A fantastic article by Ben Lewis-Evans looks at research into dopamine. He concludes that while the research is interesting and may provide some insights, it is rarely applied and especially not to gaming. He thinks it would be more useful for games designers to use observational data from test subjects playing their game, than looking to neuroscience for answers. However he does say: “One exception could be that a theoretical neurological approach may be able to detect if a player was ‘wanting’ to play your game without consciously realising it (something that may indeed be possible)” and “All this said, if you are interested in knowing what your games may be doing to peoples brains, or perhaps you are working in serious games and want to see if games can improve (or worsen) brain function. Then, here, neuroscience can be valuable.”
While this seems negative, it is a powerful insight. Ben discusses how people both over-use and over-trust the prefix ‘neuro’. He urges us to be ‘neuroskeptical’ and not think something is more worthwhile just because it sounds scientific and important. He thinks that while research into the brain may improve and be more useful in the future, at the moment it might be better to stick with observing people’s behaviours. And what is wrong with that? Most games designers won’t have access to laboratories and MRI scanners. So, if games designers can try and use some premises of neuroscience, along with common understandings of people’s behaviours and observations, they should be suitably well informed where the brain is concerned. And, if researchers do try to see the serious effects of games (as in the example above), that is great and could help to fill in some of the blanks and provide much sought after ‘evidence’ that games can have serious learning outcomes.
Ben also lists some of the findings from non-neuro research into the preferences/motivations etc. of gamers, which provide powerful insight and help for games designers. Just because these findings weren’t obtained through peoples’ brains being hooked up to a machine, they are no less of an insight into the mind’s inner workings and human behaviour. For example:
- Rewards that are unpredictable (loot drops) are generally more motivating than rewards that are predictable (100 xp per monster).
- Rewards should be meaningful, e.g. food is not particularly motivating for most people if you are already full, or if you are in a relatively visually sparse setting then new, unusual, stimuli will attract your attention more readily.
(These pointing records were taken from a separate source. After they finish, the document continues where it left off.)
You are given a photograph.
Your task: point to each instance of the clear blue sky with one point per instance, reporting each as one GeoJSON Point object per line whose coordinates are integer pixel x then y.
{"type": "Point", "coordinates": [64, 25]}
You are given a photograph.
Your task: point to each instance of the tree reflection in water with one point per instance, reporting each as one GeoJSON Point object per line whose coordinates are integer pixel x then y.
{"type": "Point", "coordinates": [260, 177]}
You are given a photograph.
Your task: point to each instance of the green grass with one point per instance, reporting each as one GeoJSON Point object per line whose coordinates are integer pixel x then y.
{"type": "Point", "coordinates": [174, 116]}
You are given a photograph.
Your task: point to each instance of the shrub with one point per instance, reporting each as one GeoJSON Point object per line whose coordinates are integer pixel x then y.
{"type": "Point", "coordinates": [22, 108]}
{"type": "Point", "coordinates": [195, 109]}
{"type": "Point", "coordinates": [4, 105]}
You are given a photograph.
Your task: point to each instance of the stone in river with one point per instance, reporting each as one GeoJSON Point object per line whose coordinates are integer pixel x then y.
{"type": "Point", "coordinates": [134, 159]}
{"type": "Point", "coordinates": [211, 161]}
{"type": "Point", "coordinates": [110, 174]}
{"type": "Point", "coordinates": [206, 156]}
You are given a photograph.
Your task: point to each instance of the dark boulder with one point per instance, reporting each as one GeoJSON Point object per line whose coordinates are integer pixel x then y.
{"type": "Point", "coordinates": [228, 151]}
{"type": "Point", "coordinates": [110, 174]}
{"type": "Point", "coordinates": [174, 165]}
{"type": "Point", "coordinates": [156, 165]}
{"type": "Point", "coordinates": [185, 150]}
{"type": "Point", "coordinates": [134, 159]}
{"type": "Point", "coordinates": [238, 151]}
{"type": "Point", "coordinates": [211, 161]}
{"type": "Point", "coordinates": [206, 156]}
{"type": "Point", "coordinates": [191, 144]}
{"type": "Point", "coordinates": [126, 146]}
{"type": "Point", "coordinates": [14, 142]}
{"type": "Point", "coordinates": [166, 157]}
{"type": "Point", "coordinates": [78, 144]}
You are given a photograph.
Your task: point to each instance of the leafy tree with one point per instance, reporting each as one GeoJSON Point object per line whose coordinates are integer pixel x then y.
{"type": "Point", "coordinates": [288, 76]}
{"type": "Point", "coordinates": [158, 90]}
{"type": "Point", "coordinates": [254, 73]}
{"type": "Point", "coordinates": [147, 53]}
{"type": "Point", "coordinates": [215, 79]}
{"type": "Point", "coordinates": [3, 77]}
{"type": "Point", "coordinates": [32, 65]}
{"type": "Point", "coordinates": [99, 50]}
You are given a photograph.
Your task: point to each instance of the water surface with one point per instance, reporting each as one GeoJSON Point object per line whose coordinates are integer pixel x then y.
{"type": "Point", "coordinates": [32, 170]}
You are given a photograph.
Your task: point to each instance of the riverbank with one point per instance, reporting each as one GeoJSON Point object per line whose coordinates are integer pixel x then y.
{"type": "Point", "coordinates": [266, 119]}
- People tend to have a preference for immediate rewards and feedback and are not so motivated by delayed rewards and feedback. This preference for immediate gratification is strongest when young, but persists throughout life.
- A predictor for a reward can serve/become a replacement for that reward in terms of behavioural response (e.g. getting points in a game becomes associated with having fun and points can therefore become a motivating reward in themselves).
For the full article and Ben’s list of sources,
click here.
I have referred to cognitive flow before in my article: “
10 Resources on Creating your Own Learning Game”. This is another area of research into the brain through observations, and it has many implications for game design. Mihaly Csikszentmihalyi found that skill and task difficulty cause people to have different cognitive and emotional reactions to stimuli. When their skill level is too low and the task is too hard, people become anxious. However, if the task is too easy and their skill level is too high, people become bored. ‘Cognitive Flow’, like in the story of Goldilocks, is when skill level and difficulty are ‘just right’.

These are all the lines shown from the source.